TMS Movie Review: Jurassic World Rebirth
(Amblin Entertainment / Universal Pictures)
Where Joseph Kosinski’s F1 is a standard blockbuster that plays it safe in an entertaining, well-executed way, Gareth Edwards’ Jurassic World: Rebirth plays the standard blockbuster in a lazy, cliché, typical way. Pure schlock that only requires you to appreciate on-screen spectacle. Which, if that’s all you want, delivers, although fairly redundantly and previously achieved better in the Jurassic franchise, as well as Peter Jackson’s King Kong (2005) and James Cameron’s Aliens (1986). Scarlett Johansson is now back as the lead of a major action film series following her exit from the MCU, and her supporting cast is interesting enough with character actors like Rupert Friend, Jonathan Bailey, Mahershala Ali and Manuel Garcia-Rulfo.
After the events of Colin Trevorrow’s Jurassic World: Dominion (2022), in-demand mercenary Zora Bennett (Johansson) is recruited by major pharmacy executive Martin Krebs (Friend) to lead a group of professionals on an isolated island with mutated dinosaurs where they can retrieve dino DNA to provide life-saving benefits for the future of humanity. The team of experts includes boat captain Duncan Kincaid (Ali), paleontologist Henry Loomis (Bailey) and security chief Bobby Atwater (Ed Skrien). At the same time, ordinary family man Rueben (Garcia-Rulfo), his daughters Teresa (Luna Blaise) and Isabella (Audrina Miranda), and Teresa’s boyfriend Xavier (David Iacono) are attacked by dinos during a sailing trip and stranded with the DNA team on the island.
(Amblin Entertainment / Universal Pictures)
Jurassic World: Rebirth is the third movie in the franchise to be penned by David Koepp since Steven Spielberg’s Jurassic Park (1993) and Jurassic Park: The Lost World (1997). If anything, both Steven Soderbergh’s Black Bag and Presence from earlier this year, and now Rebirth, remind us of Koepp’s range as a writer, even though Rebirth feels like the ‘greatest hits’ of the Jurassic universe most of the time. Edwards, like Kosinski, has a visual flare that can be taken advantage of nicely if the screenplay is decent enough.
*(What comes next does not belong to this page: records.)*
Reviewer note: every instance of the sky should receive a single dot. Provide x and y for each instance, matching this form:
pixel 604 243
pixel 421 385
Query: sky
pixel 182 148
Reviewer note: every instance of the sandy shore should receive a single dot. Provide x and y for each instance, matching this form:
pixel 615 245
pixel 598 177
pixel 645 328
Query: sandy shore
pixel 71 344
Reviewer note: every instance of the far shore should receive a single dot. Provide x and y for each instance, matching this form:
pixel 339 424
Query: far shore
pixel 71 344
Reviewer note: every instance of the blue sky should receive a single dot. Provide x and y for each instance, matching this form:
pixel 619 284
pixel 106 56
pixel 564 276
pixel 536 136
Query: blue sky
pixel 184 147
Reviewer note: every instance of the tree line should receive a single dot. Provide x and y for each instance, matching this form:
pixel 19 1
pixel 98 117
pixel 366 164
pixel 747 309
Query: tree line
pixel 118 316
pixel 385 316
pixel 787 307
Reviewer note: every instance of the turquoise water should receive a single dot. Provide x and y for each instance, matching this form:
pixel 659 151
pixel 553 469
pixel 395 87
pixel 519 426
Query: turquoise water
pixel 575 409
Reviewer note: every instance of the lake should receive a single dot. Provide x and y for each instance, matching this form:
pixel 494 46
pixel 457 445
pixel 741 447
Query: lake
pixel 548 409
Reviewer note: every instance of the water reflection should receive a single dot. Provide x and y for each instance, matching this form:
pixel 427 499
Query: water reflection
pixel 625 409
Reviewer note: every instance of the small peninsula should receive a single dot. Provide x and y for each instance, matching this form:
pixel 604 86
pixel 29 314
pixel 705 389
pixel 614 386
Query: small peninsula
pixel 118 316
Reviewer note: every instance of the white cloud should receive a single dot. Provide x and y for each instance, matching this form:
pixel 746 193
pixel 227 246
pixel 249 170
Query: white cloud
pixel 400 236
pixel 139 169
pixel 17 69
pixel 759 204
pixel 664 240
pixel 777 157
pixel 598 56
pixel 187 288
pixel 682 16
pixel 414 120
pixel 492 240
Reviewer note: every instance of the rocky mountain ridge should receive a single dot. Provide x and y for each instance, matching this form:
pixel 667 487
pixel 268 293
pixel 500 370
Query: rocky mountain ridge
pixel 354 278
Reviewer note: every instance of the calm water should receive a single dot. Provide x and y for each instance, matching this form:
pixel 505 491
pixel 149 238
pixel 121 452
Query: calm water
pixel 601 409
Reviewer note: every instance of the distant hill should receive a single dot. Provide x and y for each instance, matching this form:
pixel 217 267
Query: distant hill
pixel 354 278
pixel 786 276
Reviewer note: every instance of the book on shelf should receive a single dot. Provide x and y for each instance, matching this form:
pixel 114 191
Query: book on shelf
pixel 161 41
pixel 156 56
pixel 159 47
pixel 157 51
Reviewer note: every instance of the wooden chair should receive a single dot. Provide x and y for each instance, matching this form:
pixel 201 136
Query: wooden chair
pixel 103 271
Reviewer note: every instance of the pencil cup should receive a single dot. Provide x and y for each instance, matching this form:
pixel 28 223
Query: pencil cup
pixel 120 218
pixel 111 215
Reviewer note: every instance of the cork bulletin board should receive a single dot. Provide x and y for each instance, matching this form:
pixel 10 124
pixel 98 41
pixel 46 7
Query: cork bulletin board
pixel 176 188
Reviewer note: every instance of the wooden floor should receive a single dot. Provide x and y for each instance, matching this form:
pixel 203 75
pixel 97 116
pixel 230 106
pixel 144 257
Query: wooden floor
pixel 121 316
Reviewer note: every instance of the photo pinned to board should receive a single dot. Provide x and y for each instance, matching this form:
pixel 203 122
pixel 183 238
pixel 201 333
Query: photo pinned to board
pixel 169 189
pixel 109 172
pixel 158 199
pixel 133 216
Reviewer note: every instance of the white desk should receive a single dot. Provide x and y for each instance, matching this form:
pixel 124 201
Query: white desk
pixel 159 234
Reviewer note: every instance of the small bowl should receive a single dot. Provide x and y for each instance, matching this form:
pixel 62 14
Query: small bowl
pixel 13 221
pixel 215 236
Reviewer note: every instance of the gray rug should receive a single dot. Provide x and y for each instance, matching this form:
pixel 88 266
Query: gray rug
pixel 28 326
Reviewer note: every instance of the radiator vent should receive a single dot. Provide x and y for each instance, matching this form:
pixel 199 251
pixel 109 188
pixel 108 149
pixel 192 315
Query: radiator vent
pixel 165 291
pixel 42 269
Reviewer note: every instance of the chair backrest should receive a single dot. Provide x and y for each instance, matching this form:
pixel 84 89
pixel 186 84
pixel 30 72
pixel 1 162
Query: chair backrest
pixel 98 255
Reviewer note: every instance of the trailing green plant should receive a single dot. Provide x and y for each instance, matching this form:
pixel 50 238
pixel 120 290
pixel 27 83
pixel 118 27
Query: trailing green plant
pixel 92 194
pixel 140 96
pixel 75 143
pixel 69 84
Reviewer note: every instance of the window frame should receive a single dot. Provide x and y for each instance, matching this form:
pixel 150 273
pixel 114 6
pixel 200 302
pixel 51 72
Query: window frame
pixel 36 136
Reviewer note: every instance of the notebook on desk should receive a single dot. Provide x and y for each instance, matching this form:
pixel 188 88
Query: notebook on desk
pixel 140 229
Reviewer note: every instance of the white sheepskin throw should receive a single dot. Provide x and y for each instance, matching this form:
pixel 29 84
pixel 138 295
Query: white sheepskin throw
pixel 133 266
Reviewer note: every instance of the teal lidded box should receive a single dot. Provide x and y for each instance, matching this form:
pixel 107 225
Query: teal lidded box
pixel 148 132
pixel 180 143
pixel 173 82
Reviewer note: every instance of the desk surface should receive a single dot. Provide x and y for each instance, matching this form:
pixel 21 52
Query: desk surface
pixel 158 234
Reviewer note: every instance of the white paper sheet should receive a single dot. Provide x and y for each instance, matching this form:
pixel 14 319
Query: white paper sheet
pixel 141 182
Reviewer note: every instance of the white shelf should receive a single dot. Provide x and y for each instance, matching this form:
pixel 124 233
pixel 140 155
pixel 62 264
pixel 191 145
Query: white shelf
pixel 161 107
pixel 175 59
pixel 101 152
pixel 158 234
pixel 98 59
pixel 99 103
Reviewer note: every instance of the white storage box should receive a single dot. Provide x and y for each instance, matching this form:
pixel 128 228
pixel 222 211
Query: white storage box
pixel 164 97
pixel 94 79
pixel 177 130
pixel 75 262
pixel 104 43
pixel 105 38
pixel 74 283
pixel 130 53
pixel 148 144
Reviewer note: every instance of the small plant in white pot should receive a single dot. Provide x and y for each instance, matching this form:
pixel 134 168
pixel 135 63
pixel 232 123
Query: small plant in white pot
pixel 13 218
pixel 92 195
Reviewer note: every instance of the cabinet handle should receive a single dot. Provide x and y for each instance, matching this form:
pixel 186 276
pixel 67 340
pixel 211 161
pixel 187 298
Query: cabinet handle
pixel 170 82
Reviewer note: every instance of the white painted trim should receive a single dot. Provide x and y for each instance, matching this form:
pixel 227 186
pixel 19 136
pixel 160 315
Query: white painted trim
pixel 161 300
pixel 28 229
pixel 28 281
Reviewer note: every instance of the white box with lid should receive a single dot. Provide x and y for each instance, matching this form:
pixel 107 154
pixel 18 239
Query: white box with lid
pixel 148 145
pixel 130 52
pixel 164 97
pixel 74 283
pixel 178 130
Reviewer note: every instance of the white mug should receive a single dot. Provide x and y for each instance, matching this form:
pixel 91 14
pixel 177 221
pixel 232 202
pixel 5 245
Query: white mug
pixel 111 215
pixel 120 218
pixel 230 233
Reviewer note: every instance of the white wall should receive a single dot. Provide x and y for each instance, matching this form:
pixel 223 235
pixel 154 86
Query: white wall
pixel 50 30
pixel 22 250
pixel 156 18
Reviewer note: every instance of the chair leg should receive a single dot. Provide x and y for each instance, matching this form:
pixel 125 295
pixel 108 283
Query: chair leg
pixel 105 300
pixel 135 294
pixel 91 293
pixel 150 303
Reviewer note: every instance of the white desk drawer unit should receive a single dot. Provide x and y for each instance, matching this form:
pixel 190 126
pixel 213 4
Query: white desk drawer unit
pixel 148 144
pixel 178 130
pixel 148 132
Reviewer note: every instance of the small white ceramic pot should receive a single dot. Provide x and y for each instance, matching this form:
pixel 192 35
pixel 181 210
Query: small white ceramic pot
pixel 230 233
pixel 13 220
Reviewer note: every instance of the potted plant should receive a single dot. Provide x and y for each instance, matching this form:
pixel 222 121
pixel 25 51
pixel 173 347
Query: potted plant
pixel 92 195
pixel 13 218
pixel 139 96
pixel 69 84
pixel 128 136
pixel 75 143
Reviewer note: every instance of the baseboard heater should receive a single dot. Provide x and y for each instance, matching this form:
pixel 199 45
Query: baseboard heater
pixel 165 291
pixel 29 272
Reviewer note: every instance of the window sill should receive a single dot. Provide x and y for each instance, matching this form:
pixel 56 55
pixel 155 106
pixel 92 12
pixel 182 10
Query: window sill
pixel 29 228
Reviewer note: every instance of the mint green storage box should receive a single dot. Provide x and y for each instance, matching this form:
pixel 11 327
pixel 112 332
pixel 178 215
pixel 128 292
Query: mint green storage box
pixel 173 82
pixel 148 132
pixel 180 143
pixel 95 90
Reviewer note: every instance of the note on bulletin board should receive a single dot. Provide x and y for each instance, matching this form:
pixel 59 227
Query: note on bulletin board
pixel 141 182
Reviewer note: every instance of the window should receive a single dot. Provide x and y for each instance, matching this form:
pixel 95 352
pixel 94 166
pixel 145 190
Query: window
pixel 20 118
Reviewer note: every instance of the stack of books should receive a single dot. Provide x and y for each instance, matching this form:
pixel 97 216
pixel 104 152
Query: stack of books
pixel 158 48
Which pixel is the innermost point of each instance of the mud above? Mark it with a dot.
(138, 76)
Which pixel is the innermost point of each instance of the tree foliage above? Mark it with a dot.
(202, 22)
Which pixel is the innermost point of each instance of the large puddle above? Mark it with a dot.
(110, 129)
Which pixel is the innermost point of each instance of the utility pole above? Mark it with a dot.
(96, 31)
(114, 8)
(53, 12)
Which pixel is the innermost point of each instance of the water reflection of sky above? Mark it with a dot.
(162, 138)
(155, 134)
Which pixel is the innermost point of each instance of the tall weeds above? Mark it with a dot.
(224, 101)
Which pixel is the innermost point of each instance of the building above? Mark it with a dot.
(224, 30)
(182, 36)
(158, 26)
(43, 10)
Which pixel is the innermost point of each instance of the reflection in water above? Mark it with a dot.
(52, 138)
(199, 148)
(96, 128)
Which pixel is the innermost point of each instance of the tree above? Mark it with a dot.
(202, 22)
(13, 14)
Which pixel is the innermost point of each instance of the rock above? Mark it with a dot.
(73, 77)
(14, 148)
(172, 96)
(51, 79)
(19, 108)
But here, the direction and the characters do not make the feature greater than the sum of its parts. I hate to say it, but Rebirth felt like a whole lot of nothing for most of the runtime to me. Johansson proves she’s one of our finest modern movie stars, and I enjoyed the men in the cast, although both Bailey’s and Friend’s on-screen accents could have used more effort. I also liked how the strong, awesome female lead was paired with the book smart guy instead of the suave hotshot like expected. Other than that, mutated dinosaurs are lame and if it weren’t for the movie already making a ton of money at the box office, I would say this is a clear sign to take another long break from all things Jurassic. Your move, James Gunn’s Superman.